La société exploitante s’est donc pourvue en cassation afin de voir annuler ces arrêts de la Cour administrative d’appel de Bordeaux.
Par une décision du 11 mars 2020 (Conseil d’Etat, 11 mars 2020, n°423164), le Conseil d’Etat a rejeté le pourvoi de la société exploitante et surtout, il a précisé les modalités d’application de l’article L. 181-18 2° du code de l’environnement relatif au pouvoir de régularisation du juge en cours d’instance.
Pour rappel, l’article L. 181-18 I, 2°, dispose que :
« I – Le juge administratif qui, saisi de conclusions dirigées contre une autorisation environnementale, estime, après avoir constaté que les autres moyens ne sont pas fondés:
2° Qu’un vice entraînant l’illégalité de cet acte est susceptible d’être régularisé par une autorisation modificative peut, après avoir invité les parties à présenter leurs observations, surseoir à statuer jusqu’à l’expiration du délai qu’il fixe pour cette régularisation.
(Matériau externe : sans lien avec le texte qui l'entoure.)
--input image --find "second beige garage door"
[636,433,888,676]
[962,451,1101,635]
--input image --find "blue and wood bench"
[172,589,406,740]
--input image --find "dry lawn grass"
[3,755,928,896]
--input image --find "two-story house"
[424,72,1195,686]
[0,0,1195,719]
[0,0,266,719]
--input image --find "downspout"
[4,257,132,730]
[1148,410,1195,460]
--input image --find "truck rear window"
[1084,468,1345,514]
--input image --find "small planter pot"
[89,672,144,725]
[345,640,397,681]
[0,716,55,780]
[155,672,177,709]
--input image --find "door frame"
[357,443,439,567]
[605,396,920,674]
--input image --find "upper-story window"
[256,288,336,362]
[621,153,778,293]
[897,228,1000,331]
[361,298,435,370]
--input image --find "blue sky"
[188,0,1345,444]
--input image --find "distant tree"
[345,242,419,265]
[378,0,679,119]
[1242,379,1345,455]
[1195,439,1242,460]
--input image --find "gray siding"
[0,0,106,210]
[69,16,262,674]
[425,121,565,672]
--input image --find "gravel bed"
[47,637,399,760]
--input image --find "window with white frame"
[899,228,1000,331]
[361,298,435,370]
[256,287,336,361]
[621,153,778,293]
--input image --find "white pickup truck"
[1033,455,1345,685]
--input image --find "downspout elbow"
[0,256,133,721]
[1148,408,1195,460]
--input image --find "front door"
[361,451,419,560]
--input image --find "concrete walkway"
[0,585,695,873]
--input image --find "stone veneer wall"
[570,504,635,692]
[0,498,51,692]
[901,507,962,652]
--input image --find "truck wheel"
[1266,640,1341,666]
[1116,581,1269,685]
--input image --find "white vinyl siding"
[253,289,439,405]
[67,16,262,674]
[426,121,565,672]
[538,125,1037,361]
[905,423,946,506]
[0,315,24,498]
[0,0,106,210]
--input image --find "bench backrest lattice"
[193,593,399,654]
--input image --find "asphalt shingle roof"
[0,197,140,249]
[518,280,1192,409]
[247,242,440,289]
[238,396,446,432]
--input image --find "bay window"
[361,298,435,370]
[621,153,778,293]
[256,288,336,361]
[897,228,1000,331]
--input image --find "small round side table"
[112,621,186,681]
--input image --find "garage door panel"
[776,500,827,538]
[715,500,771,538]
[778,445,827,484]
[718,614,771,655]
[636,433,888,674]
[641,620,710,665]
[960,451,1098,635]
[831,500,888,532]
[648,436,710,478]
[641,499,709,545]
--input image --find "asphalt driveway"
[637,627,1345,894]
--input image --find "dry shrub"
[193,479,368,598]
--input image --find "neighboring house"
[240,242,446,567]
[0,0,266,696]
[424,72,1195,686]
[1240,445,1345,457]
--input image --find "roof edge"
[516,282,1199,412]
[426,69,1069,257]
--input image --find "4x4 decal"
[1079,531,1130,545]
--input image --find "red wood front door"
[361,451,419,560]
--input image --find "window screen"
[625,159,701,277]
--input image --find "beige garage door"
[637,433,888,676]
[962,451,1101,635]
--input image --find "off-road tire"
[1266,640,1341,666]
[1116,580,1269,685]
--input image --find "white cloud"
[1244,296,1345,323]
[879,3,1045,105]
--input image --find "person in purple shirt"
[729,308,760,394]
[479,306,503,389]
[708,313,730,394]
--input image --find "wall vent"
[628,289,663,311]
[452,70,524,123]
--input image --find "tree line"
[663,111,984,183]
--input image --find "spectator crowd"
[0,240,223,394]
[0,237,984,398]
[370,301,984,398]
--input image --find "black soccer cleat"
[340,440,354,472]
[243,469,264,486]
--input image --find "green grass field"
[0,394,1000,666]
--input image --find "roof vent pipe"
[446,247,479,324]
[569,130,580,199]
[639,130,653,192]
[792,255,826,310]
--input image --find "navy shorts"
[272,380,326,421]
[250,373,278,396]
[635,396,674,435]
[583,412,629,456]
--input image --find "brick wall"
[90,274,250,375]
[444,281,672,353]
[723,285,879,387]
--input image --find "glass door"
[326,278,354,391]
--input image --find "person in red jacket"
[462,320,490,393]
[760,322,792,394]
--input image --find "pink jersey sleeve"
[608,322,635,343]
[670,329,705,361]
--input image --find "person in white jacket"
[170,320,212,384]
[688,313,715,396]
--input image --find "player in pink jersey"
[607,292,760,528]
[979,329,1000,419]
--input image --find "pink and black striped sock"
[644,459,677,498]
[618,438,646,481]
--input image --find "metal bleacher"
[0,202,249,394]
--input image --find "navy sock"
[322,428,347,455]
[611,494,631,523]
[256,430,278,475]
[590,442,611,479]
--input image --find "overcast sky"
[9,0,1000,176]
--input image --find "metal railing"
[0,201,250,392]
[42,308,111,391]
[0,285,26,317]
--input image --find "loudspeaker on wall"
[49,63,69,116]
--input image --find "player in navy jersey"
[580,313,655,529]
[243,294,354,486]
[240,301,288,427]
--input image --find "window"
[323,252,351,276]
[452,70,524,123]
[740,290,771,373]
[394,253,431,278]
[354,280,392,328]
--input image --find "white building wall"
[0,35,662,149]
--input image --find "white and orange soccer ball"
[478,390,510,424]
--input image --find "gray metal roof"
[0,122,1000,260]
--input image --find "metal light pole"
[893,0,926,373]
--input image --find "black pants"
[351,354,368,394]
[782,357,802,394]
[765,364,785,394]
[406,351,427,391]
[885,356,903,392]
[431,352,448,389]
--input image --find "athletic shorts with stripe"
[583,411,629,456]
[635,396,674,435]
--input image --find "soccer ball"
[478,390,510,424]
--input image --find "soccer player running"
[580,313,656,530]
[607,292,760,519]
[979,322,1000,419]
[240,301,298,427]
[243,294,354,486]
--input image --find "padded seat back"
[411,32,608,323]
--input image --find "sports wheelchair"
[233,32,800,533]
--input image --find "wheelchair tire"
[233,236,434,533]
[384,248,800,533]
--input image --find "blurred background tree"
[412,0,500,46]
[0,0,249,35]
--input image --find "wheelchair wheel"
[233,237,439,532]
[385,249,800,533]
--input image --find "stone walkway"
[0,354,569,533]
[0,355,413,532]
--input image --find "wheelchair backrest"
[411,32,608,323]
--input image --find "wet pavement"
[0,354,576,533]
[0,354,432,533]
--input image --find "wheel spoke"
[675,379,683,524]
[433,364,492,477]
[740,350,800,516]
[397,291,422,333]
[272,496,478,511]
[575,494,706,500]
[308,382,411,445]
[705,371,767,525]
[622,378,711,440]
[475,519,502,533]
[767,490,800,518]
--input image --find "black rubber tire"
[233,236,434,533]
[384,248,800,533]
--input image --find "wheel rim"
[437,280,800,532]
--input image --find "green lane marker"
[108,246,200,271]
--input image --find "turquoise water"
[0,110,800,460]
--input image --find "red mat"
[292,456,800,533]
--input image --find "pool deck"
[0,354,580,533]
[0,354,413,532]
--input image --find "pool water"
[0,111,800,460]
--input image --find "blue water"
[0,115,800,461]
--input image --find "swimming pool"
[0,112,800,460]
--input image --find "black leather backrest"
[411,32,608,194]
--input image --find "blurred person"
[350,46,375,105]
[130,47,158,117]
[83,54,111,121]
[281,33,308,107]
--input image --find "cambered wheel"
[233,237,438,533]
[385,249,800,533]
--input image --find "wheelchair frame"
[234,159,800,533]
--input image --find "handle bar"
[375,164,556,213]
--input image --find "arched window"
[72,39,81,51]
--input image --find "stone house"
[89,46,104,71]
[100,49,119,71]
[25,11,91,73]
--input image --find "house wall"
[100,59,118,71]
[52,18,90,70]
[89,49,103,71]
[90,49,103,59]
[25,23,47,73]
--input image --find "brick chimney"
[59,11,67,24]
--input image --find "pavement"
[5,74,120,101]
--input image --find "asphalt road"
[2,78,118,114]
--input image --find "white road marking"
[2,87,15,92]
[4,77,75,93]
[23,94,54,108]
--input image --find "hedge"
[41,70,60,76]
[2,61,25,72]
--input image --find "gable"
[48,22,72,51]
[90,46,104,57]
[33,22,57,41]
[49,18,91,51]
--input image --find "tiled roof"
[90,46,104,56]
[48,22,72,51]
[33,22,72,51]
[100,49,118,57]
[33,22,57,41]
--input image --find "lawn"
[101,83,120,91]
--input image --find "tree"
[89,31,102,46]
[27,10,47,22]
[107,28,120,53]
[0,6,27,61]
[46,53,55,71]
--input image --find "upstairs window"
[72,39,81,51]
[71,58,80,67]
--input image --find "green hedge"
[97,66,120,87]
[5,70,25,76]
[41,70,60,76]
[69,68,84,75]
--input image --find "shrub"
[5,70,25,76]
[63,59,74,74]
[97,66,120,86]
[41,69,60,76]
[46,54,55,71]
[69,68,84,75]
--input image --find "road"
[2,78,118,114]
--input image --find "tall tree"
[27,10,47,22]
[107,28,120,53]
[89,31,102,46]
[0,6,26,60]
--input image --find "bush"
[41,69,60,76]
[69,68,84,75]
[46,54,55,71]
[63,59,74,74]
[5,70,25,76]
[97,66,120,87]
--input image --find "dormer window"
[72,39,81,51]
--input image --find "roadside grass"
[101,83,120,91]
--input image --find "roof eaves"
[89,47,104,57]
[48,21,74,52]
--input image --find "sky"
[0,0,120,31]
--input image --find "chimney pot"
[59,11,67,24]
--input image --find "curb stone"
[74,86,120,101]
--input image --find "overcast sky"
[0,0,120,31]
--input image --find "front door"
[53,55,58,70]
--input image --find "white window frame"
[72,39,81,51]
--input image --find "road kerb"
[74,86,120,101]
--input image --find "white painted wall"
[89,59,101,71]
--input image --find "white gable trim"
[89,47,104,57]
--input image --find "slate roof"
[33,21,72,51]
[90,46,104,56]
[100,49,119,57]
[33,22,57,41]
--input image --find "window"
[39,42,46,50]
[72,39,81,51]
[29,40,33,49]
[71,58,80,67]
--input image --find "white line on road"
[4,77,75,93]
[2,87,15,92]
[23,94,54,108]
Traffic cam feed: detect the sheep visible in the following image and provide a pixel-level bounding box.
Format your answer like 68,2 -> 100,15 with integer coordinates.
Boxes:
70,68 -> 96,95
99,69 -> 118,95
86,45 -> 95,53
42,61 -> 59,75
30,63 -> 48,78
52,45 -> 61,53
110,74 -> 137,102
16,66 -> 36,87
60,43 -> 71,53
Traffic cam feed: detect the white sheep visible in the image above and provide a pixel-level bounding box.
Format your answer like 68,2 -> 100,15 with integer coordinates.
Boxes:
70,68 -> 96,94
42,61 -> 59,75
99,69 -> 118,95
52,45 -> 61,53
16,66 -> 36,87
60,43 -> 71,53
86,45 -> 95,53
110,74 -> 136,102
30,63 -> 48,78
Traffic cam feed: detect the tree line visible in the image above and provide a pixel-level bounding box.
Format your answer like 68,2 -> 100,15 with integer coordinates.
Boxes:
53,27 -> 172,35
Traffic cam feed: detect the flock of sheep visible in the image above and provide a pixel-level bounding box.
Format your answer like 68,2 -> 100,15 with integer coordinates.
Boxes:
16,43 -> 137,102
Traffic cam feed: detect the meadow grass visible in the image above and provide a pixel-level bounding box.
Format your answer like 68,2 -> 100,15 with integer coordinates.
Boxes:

Si une telle autorisation modificative est notifiée dans ce délai au juge, celui-ci statue après avoir invité les parties à présenter leurs observations ».
Cette article prévoit que le juge administratif peut, en cours d’instance, ordonner un sursis à statuer pendant lequel il organise la régularisation de l’autorisation environnementale objet du recours.
Le Conseil d’Etat vient alors préciser que, lorsque le juge est saisi de conclusions en ce sens, il doit mettre en œuvre les pouvoirs qu’il tient du code de l’environnement par cet article L. 181-18 I 2°, si les motifs d’illégalité qu’il retient apparaissent régularisables.
Mais surtout, et là est l’apport de l’arrêt, le Conseil d’Etat énonce que cette faculté dont dispose le juge, relève de l’exercice d’un pouvoir propre du juge administratif, qui n’est pas subordonné à la présentation de conclusions en ce sens pour se saisir de cet article :
« Lorsqu’il n’est pas saisi de telles conclusions, le juge du fond peut toujours mettre en œuvre cette faculté, mais il n’y est pas tenu, son choix relevant d’une appréciation qui échappe au contrôle du juge de cassation».
En l’espèce, la Cour administrative d’appel de Bordeaux n’était pas saisie de conclusions tendant à mettre en œuvre l’article L. 181-18 I 2° du code de l’environnement.
Par conséquent, les juges du fond n’étaient pas tenus d’appliquer l’article L. 181-18, I, 2° du code de l’environnement. Le Conseil d’Etat précise que le moyen selon lequel les juges d’appel auraient commis une erreur de droit en annulant l’arrêté litigieux alors que le vice qu’elle avait relevé, tiré du défaut de d’information du public, était régularisable, doit être écarté.